ペットロスの特効薬

「その節は大変お世話になりました。最後のお電話では、先生にどれだけ助けられたかわかりません。
早いもので、”わさび”がいなくなってから3ヵ月が経ちました。最初は淋しくて泣いてばかりの毎日でしたが、今は気持ちが少し落ち着いて、死を受け入れることができ、とても充実した日々だったと感じています。
今回は先生にご報告があって、お手紙を書いています!!
なんとまた、わが家に新しい家族が2匹やってきました。女の子。名前は決めたのですが、どっちがどっちか分かりません。ちなみに”わかめ”と”パセリ”です。また、新しい毎日が始まりそうでワクワクしてます。これからも、この子たちの成長を楽しみに、責任をもってかわいがりたいです」

昔、私たちが開業した25年前くらいは、飼っていた動物が亡くなると「哀しいから、もう2度と動物は飼わない」「1周忌がすんでから考える」「前の子がやきもちやくとかわいそうだから」と、なかなか次の動物を飼う気持ちになれない方が、多かったように思います。

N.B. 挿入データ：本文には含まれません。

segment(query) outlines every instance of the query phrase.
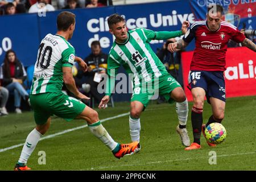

今は少し変わってきて「失恋は次の恋がいやしてくれるじゃない。ペットロスはペットがいやすよねぇ、先生!」「先生にまた会いたくなって買ってきちゃった」と、少しすると2匹目の動物を連れて再び扉を開けてくれる方が、増えました。元気になった飼い主さんを見るとほっとします。

乳がんのウサギのラビちゃんと、肝臓病で通院していたマルチーズのミルクちゃんとは常連アニマルフレンド。両方とも予後がむずかしい病気でした。待合室で会うと、お互い励まし合ってきました。ウサギのラビちゃんが、力つきて亡くなった日。ミルクちゃんのママは、少しでも元気がでるようにと、ラビちゃんの家族あてにメモをくれました。しばらくしてミルクちゃんが亡くなったとき、ラビちゃんの家には2匹目のウサギ、モモちゃんが来ていました。出先のペットショップで目が合ったのが運の付?!「売れ残っているんだよ」というお店のおじさんの一言がこころに拍車をかけました。「連れて帰りますっ」

今度はモモちゃんのママがお便り。「モモちゃんが来て、太陽2匹分の元気をくれました。ミルクちゃんの家にも、気持ちが落ち着いたらなんて言ってないで。どんな優しい人のなぐさめより、口はきかないけれど動物がいるだけで、家の中がパーッと明るくなりますよ」このお便りで心を動かされたのか、まもなくして、ミルクちゃんのうちにも、まっ白なマルチーズの子犬、小雪ちゃんが来ました。飼い主さん同士が仲良くなってくれるのもうれしいことです。

ペットロスの治療薬、特効薬はペットトだよネ。飼い主さんをみているとつくづく思うこの頃です。動物の力って、すごいな。はかり知れないものがありますね。